Beştaş, "1993 yılında katledilen milletvekili Mehmet Sincar’ın davasıyla ilgili... Çünkü hâlâ hukuk tecelli etmedi, hâlâ adalet yerini bulmadı. Bu parlamentonun bir üyesinin katilleri hâlâ yargı önüne çıkarılmadı, hak ettikleri cezalar verilmedi. Ne olmuştu? 4 Eylül 1993 tarihinde Mehmet Batman’daydı. Niçin Batman’daydı? Meclis İnsan Hakları Komisyonu üyesiydi, faili meçhul cinayetleri araştırmak için Batman’a gitmişlerdi. Legal siyasetin temsilcileri HEP ve DEP olarak çalışıyordu" dedi.

'DEVLET AYDINLATMAK İSTEMİYOR'

Beştaş, şu değerlendirmeleri yaptı:
"Partimizin de geldiği gelenekte 50’den fazla üyesinin öldürdüğünü biliyoruz. O dönem Tansu Çiller Başbakan, İçişleri Bakanı İsmet Sezgin, Emniyet Genel Müdürü Mehmet Ağar idi. Arşivden çıkardık bunu (elindeki fotoğrafı göstererek) Mehmet Sincar’ın katledildiği dönemde yapılan açıklamaları içeriyor. Bu arşivde şöyle dikkat çeken bir yer, Adalet Bakanı Seyfi Oktay şunu demiş, “Devlet düşen olayın üzerinde duyarlılık ile gidip karanlık nokta bırakmamalıdır. Necmettin Cevheri o zaman Devlet Bakanı ve Mehmet Gölhan katilin iki gün içinde yakalandığını açıkladılar. Aradan geçen süre zarfında Mehmet Gazioğlu hemen o dönem, içişleri bakanı sıklıkla değişiyordu, 24 Ekim 1993’te içişleri bakanı olmuştu. Kendisinin yaptığı “tetikçiler firarda, yakalanmadılar” açıklamasını da görüyoruz. Arşiv unutmuyor. Adaletsizlik ise yüzleşme olmadan, hakikatler ortaya çıkartılmadan unutulmuyor ve unutulamaz.
Şunu hemen söyleyeyim; ne katil yakalandı ne arandı ne de bu olayın peşine düşüldü. Nereden anlıyoruz, 93 yılında bir suikast var, 2001 yılına kadar tek bir kişi yargı önüne çıkarılmadı. Devlet, TBMM üyesini katledenleri bulmadı. Bulamadı demiyorum, devlet bir cinayeti aydınlatmıyorsa, aydınlanmasını istemiyordur. Cinayet aydınlatılabilir, her cinayet her katliam aydınlatılabilir. Yeter ki bunu iktidardakiler, devlet erki istesin. Bu nedenle sık kullandığımız bir cümle var, aydınlatılamayan cinayet ve katliam yoktur, aydınlatılmayan cinayetler var. Tıpkı yaktın dönemde Tahir Elçi cinayeti gibi.

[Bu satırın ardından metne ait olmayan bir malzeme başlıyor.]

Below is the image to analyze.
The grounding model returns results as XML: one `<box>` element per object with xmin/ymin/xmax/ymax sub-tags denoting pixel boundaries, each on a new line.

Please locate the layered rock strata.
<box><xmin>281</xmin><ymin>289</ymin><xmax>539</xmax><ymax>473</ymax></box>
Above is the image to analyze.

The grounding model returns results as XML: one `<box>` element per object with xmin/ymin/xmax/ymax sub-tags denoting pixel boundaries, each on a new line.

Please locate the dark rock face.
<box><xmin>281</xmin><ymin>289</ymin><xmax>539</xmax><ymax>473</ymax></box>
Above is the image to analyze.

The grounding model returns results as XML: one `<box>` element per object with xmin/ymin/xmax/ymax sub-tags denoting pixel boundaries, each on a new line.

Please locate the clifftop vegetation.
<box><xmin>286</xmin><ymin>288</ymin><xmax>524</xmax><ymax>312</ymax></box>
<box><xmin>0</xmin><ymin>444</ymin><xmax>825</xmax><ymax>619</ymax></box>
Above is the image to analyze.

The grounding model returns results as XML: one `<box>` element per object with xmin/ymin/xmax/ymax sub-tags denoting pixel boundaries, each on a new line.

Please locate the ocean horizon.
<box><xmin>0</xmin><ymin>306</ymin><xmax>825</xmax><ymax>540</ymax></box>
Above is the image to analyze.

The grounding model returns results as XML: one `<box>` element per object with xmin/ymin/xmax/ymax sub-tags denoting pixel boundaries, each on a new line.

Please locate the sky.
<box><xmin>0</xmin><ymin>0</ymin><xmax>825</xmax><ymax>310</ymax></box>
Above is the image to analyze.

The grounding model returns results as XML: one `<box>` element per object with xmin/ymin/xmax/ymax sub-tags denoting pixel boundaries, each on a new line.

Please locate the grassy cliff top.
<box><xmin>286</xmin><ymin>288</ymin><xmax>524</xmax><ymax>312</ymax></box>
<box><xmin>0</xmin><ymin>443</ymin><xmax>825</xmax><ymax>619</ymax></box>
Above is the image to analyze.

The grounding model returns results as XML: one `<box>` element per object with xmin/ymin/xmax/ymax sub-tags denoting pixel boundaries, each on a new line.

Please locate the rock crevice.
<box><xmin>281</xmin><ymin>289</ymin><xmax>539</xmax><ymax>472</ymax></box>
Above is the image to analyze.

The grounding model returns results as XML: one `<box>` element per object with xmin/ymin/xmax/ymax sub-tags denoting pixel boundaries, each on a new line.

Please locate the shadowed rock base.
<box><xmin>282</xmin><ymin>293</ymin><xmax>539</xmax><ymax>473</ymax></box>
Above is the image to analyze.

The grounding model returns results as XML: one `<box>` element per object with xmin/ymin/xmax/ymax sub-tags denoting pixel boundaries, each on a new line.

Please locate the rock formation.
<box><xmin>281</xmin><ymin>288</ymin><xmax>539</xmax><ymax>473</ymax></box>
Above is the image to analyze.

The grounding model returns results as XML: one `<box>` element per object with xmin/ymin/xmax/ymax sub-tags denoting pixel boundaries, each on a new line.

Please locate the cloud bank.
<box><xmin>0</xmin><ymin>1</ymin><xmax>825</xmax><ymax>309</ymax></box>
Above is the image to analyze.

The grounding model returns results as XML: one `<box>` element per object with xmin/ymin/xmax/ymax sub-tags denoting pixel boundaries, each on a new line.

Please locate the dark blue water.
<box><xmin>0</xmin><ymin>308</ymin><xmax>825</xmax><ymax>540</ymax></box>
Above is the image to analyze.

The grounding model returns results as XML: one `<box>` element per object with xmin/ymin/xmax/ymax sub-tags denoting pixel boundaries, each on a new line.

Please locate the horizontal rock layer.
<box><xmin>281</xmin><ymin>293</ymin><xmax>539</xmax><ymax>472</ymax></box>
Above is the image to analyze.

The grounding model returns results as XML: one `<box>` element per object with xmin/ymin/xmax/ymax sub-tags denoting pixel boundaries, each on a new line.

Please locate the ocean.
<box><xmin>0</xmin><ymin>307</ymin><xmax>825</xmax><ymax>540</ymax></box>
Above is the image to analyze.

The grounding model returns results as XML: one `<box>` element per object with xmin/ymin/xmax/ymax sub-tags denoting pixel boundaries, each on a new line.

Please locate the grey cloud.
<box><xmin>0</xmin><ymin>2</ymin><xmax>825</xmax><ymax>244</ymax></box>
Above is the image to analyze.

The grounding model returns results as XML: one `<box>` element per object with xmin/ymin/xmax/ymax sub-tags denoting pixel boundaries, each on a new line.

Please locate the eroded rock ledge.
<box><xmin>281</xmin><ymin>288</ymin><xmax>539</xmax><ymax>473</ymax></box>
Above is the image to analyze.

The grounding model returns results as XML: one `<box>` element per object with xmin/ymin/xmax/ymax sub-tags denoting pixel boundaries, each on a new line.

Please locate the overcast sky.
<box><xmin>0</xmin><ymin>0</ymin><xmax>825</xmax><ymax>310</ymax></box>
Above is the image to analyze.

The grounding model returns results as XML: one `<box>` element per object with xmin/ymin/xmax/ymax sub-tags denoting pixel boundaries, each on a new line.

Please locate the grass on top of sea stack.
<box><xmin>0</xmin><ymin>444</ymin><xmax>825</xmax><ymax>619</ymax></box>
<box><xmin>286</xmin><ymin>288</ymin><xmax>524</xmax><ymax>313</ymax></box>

 DAVA 12 ARALIK'TA DEVAM EDECEK

2001 yılında Hizbullah’a yönelik bir operasyon yapıldı ve bu dava Cihan Yıldız isimli bir Hizbullah tetikçisine yüklendi ve o dava hala devam ediyor. Cihan Yıldız, Mehmet Sincar’ın da katledilmesinden müebbet hapis cezası aldı ve sonra Hizbullahçıların tamamının tahliye edildiği bir anlaşma sonucunda, Cihan Yıldız da tahliye edildi. Müebbet hapis cezası olduğu halde Cihan Yıldız şu anda serbest. Sürecin ayrıntılarına girmeden söyleyeyim. AİHM DGM’de askeri yargıç olması sebebiyle, adil yargılama hakkı konusunda Hizbullah sanıklarının değil, bütün o dönem yargılananların hepsinin adil yargılanmadığına hükmetti ama tahliye olanlar sadece Hizbullah sanıkları oldu. Benim avukatlık yaptığım yıllarda AİHM’e giden birçok dosyam var, ihlal kararı verilen müvekkillerim tahliye olmadı. Bir çok Kürt muhalif tutuklu tahliye olmadı ama bütün Hizbullah sanıkları tahliye oldu.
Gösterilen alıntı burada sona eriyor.